Melissa S. Anderson
Ten things about me at present:
- I’m easily amused.
- I was born in Minneapolis, Minnesota, where I still live with my beloved man and dog.
- I love ink-and-watercolor art.
- Poems delight me.
- I knew I wanted to be a teacher when I was 7, but I knew I wanted to be an artist when I was 5.
- Yes, it’s true — I have been a folk dance leader.
- A lovely lake on a beautiful day is deeply soul-satisfying.
- I am an artist, a poet, a mystic and a dancer.
- Fruit is for summer; chocolate takes care of the rest of the year.

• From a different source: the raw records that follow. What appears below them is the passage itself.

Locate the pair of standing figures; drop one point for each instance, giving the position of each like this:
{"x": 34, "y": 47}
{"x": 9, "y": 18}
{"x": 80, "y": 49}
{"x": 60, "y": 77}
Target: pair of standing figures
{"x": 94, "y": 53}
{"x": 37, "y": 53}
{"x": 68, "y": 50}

- Clear. Calm. Light. I say yes to these.
Here’s the academic part:
Prof Notes: Wry Observations on Academic Life is based on Melissa S. Anderson’s experiences as professor of higher education, associate dean of the Graduate School, director of graduate studies, and longtime coordinator of the graduate program in higher education at the University of Minnesota.
Most of Professor Anderson’s research is in the areas of research integrity, scientific misconduct, the responsible conduct of research, international research collaborations and graduate education. In 2020, she was elected a Fellow of the American Association for the Advancement of Science (AAAS) for her work in these areas.
She served five years as co-chair of the World Conference on Research Integrity and chaired the AAAS Committee on Scientific Freedom and Responsibility during its recent development of the AAAS Statement on Scientific Freedom and Responsibility.
She was on the drafting teams for the Singapore Statement on Research Integrity which is used worldwide as the foundation for codes of research integrity, the Montréal Statement on Research Integrity in Cross-Boundary Research Collaborations, the Code of Ethics of the American Educational Research Association, and the Ethical Principles of the Association for the Study of Higher Education.
She has been a member of numerous editorial boards as well as advisory boards for major surveys related to research integrity. Professor Anderson has advised to completion 66 doctoral students and 48 masters students. Early in her career, she taught in the mathematics department at St. Olaf College.